Running your program

Compile your program one more time and try running it. If all has gone well you should find that it gives reasonable estimates of π.

Try using the -n flag to change the total number of samples used, up to 500,000,000 or so. Notice that the program reports the number of samples actually used, which may be different than the number requested. Why?

Try using the -m flag to change the number of samples generated by each thread; try values between 10 and 100,000. Do you find any significant changes in execution time as this number gets small or large?

Using the OpenMP back-end

To compile your program to use OpenMP rather than CUDA, do the following:

Create a copy of your program with the extension .cc or .cpp. Alternatively, rather than copying the source, you can create a symbolic link with something like
```
ln -s pi_thrust.cu pi_thrust.cc
```
The first filename listed should be your existing program name.

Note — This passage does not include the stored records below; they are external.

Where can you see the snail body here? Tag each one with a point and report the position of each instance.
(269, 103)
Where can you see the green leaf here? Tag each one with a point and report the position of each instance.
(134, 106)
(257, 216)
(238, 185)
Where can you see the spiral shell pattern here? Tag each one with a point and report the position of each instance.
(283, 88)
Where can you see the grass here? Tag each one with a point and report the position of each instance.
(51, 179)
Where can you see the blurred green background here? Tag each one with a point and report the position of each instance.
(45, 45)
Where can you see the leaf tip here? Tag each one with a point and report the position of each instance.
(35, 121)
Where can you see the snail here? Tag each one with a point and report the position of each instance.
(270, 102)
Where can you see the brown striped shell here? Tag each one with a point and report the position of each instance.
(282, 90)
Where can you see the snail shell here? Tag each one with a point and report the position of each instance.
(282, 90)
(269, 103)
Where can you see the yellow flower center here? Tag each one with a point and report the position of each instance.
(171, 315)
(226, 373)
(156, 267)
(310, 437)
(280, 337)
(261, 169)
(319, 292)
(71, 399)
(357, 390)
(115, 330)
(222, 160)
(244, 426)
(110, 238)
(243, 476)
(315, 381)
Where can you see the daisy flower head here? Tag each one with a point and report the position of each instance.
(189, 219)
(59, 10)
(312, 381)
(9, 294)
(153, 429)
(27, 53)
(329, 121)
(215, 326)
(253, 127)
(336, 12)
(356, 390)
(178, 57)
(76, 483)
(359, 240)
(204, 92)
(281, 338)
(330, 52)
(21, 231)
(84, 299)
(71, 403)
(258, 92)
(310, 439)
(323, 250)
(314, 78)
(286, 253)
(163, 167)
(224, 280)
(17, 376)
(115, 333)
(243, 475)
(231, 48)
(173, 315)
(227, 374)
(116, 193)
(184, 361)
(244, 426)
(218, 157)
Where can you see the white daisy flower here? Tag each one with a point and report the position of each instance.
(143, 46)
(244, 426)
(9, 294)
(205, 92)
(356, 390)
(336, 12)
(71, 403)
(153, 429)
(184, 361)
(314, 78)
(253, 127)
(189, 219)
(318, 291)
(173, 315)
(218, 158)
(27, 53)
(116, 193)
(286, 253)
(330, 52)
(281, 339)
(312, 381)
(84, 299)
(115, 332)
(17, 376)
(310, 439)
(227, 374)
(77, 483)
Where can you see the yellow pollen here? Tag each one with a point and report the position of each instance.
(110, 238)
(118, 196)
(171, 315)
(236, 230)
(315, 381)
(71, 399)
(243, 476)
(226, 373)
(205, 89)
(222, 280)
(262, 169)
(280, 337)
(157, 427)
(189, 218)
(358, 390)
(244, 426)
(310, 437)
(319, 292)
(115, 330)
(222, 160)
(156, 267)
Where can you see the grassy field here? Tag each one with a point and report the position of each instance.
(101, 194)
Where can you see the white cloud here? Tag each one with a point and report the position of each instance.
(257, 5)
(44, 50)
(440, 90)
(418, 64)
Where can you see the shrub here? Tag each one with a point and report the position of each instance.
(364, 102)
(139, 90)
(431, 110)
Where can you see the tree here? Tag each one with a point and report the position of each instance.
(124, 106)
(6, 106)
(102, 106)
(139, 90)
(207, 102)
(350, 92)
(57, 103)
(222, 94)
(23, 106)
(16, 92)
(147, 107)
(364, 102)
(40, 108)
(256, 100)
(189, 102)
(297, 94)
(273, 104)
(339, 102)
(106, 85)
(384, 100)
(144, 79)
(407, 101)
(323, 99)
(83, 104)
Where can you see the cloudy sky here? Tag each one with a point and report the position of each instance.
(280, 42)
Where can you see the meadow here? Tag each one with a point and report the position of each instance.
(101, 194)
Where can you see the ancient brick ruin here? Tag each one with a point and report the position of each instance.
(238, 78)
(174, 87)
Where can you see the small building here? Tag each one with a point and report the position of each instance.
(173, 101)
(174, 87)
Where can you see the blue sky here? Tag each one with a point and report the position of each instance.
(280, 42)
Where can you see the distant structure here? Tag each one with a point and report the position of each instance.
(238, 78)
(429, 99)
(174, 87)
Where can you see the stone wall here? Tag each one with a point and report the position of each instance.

You can now compile the “C++” version using OpenMP with

g++ -O2 -fopenmp -DTHRUST_DEVICE_SYSTEM=THRUST_DEVICE_SYSTEM_OMP \
  -I/usr/local/cuda/include -o pi_thrust_omp pi_thrust.cc wtime.c

Test this version of your program with 500,000,000 samples and a range of samples per thread.

What to turn in

On Friday please turn in

A printed listing of your program.
The run-time data you gathered, including the number of samples per thread that gave you the shortest run-time.